Separation and Divorce: CGT consequences and Relief

With nearly one in three marriages ending in divorce—and numerous de facto relationships breaking down—the capital gains tax (CGT) roll-over provisions for “marriage and relationship breakdowns” have gained increasing significance.

These provisions allow for the roll-over of any capital gain on the transfer of assets between separating parties, ensuring there is no immediate CGT liability.

However, as with all CGT concessions, important conditions must be met.

  • The first is that the transfer of the asset must occur in accordance with one of the prescribed methods, such as a court order or a defined financial or maintenance agreement.

A key planning opportunity arises when a party wants to realize a capital loss on an asset they intend to transfer. In such cases, avoiding the CGT roll-over by using a private agreement rather than one of the specified methods may be beneficial.

  • Another critical rule is that the roll-over only applies when the asset is transferred directly to the other spouse, and not to a trust, company, or the estate of the spouse. The sole exception may be a transfer to a “child maintenance trust,” which is subject to strict conditions.

It’s important to note that not all assets qualify for the roll-over. For example, trading stock is excluded and would be subject to the normal rules that apply to the disposal of trading stock outside the ordinary course of business.

  • Additionally, while the roll-over defers CGT, it does not eliminate it. it just means that it is deferred until the spouse to whom the asset is transferred later sells the asset or it is subject to a CGT event in their hands. 

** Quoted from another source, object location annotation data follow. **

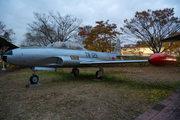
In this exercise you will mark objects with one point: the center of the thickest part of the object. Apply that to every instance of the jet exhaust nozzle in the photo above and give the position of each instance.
(159, 59)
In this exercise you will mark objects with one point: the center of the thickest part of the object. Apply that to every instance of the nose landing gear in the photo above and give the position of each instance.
(33, 79)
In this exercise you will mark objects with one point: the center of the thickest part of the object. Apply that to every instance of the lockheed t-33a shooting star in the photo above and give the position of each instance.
(64, 54)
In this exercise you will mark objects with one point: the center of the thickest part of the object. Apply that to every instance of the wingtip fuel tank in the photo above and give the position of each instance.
(159, 59)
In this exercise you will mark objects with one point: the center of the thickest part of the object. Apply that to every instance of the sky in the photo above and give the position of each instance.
(16, 14)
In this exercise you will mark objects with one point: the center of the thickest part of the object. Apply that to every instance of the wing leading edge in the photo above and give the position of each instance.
(112, 62)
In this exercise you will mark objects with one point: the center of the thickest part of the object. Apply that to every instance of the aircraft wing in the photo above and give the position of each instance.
(171, 39)
(112, 62)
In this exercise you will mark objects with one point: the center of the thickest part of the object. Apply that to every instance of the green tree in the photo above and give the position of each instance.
(102, 37)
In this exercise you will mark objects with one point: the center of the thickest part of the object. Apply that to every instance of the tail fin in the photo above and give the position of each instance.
(117, 49)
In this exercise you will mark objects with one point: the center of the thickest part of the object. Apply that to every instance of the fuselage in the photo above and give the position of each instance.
(54, 56)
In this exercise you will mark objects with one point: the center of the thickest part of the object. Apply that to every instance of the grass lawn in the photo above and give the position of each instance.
(125, 93)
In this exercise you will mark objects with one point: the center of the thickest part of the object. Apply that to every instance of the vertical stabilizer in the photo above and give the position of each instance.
(117, 49)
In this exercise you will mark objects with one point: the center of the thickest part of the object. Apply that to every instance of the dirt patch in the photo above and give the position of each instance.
(125, 93)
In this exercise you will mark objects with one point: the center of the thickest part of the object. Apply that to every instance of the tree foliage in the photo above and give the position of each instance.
(8, 34)
(152, 26)
(51, 28)
(101, 37)
(175, 45)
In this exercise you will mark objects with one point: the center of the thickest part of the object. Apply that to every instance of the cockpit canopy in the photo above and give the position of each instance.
(66, 45)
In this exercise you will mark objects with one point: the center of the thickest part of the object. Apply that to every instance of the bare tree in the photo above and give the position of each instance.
(152, 26)
(8, 34)
(51, 28)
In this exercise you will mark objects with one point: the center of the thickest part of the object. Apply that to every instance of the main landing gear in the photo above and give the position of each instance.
(75, 71)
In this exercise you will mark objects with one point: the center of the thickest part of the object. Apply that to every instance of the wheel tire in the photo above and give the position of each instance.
(34, 79)
(76, 72)
(97, 73)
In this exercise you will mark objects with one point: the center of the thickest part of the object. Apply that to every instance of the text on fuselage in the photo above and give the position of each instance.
(91, 55)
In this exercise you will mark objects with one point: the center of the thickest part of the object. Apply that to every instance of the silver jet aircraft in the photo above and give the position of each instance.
(64, 54)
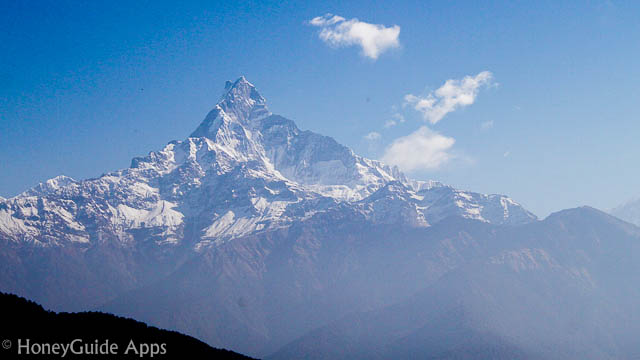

However, in this case they would generally acquire the other party’s “cost base” for the purposes of calculating any capital gain or loss. And they would also generally be entitled to the CGT 50% discount if it was held for the required time.

Special care must also be taken with dwellings, such as rental properties, as the spouse acquiring the property may be liable for CGT on gains accrued while the property was used for other purposes, even if it later becomes their home.

Suffice to say, this type of scenario requires some careful negotiations between the parties before such a transaction is undertaken to make sure everything is “fair” for all the parties. 

  • There are also special rules that apply when, say, an asset that is held by a family company or trust is transferred out of that company or trust to the other party as part of a settlement agreement.

Again, these rules can be complex and require good advice to ensure that all the issues are managed effectively.

In summary, if you are dealing with a separation, it is essential to seek advice to ensure that the CGT roll-over provisions are used effectively and to avoid any unexpected tax implications.